Vierne entame vers 1926 la compilation et l'écriture de plusieurs pièces variées pour orgue qui vont constituer les premières suites de ses Pièces de fantaisie[126]. Il adapte également pour orgue et orchestre trois extraits de ses Symphonies pour orgue[127]. Ce travail prépare une tournée aux États-Unis. En effet, grâce au soutien et à l'action entre autres de Madeleine Richepin, Vierne entame au début de l'année 1927 une tournée de près de soixante-dix concerts en Amérique du Nord, particulièrement aux États-Unis[128]. La tournée enchante Vierne et ravit le public américain des concerts donnés par « the blind organist[129]. » Vierne s'investit profondément en dépit de sa santé puisqu'une seconde alerte cardiaque se manifeste pendant ce périple. Durablement enthousiasmé et après plusieurs mois passés outre Atlantique dans un rythme intense, Vierne rentre au port du Havre le 1er mai où Léonce de Saint-Martin et son épouse réceptionnent le maître et Mlle Richepin. Vierne revient avec l'espoir d'améliorer la situation de l'orgue de Notre-Dame qui a besoin d'une intervention. La presse française relate à son tour cette tournée et non sans fierté loue la popularité de l'organiste de Notre-Dame[130]. Vierne passe l'été à Luchon où il est en voie d'achever ses Pièces de fantaisie (Opp. 51, 53, 54, 55) et tente de se ménager en ralentissant quelque peu son travail[131]. Il participe à l'inauguration de l'orgue de Saint-Nicolas-du-Chardonnet au mois de décembre[132]. Il retourne à Lausanne pendant l'été 1928 où il compose les Soirs étrangers (Op. 56) pour violoncelle et piano. Si la popularité et la réputation de Vierne n'est plus à démontrer, il montre néanmoins des signes d'introspection qui contrecarrent le bouillonnement des années folles[133].

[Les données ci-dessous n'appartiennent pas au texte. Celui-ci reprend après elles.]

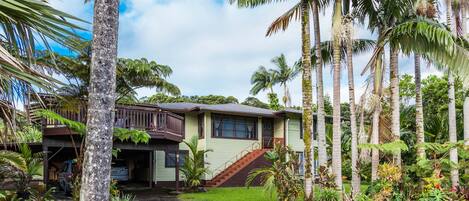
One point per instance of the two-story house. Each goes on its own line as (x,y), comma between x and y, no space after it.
(239,135)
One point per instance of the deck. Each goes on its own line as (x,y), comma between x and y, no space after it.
(159,124)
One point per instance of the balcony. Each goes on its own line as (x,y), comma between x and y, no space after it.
(159,124)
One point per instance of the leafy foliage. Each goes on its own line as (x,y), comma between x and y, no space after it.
(194,168)
(254,102)
(327,194)
(389,148)
(281,176)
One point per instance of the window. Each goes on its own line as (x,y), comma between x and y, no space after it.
(201,125)
(301,158)
(228,126)
(170,158)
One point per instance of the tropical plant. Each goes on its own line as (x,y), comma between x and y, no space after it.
(327,194)
(264,79)
(41,193)
(27,25)
(194,168)
(21,167)
(299,12)
(284,74)
(253,101)
(282,177)
(101,101)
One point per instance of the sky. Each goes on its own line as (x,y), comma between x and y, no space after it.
(214,47)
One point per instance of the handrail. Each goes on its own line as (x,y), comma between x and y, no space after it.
(231,161)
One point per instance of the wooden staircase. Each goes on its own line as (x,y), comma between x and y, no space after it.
(235,168)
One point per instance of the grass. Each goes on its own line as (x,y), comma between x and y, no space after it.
(229,194)
(238,194)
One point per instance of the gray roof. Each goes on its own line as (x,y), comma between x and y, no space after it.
(231,108)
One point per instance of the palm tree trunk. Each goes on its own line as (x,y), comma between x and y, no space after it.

À partir de 1930 l'art de Vierne se manifeste par « un grand détachement » selon la formule de Bernard Gavoty[135]. Dans sa correspondance, Vierne se dit faible et usé. Ses alertes cardiaques l'ont contraint à ralentir ses déplacements et de fait ses concerts. Il donne toutefois quelques récitals sur la Côte d'Azur au mois de février 1930[136]. Il passe l'été près de Menton en compagnie des dames Richepin, au cours de ce séjour il compose sa Sixième Symphonie pour orgue (Op. 59) qu'il achève le 15 septembre[137]. Il compose aussi Quatre Poèmes grecs (Op. 60) pour voix et harpe. En mars 1931, Vierne est décoré de la Légion d'Honneur ; le Bulletin des Amis de l'Orgue déclare que « les pouvoirs publics ont réparé un oubli ». Cette même association organise une soirée en l'honneur de Vierne où ses œuvres pour orgue sont exécutées par André Marchal, Maurice Duruflé et André Fleury. Vierne est très touché de cette reconnaissance[138]. Il est d'ailleurs plusieurs fois membre du jury du Concours des Amis de l'orgue entre 1929 et 1936, années où Maurice Duruflé, Jean Langlais, Gaston Litaize et Jehan Alain sont récompensés[139]. Vierne compose à la fin de l'été 1931, la Ballade du désespéré (Op. 61) où la noirceur du sujet et son traitement sont saisissants[140]. Cette œuvre est souvent associée à l'annonce faite à Vierne par Madeleine Richepin de son intention d'épouser le docteur Lucien Mallet, Vierne se sentant abandonné réplique en musique. Néanmoins les époux Mallet ne cessent leur dévouement auprès de Vierne jusqu'à ses derniers instants et ne l'ont jamais quitté. Si Madeleine permet à Vierne de relancer sa carrière et l'assiste, elle est aussi vivement critiquée comme ayant une influence parfois excessive sur les relations de Vierne avec son entourage. Elle est même soupçonnée de falsifier certains documents abusant de sa confiance. Néanmoins elle continue d'entourer Vierne et de l'aider, on les retrouve le 2 février 1932 à la basilique Saint-Sernin de Toulouse où ils font entendre Les Angélus (Op. 57[141]). Vierne passe l'été 1933 dans le Nord chez un couple d'amis dont l'épouse est une ancienne élève. Il retrouve à l'occasion son ami Étienne Périlhou, fils d'Albert[142].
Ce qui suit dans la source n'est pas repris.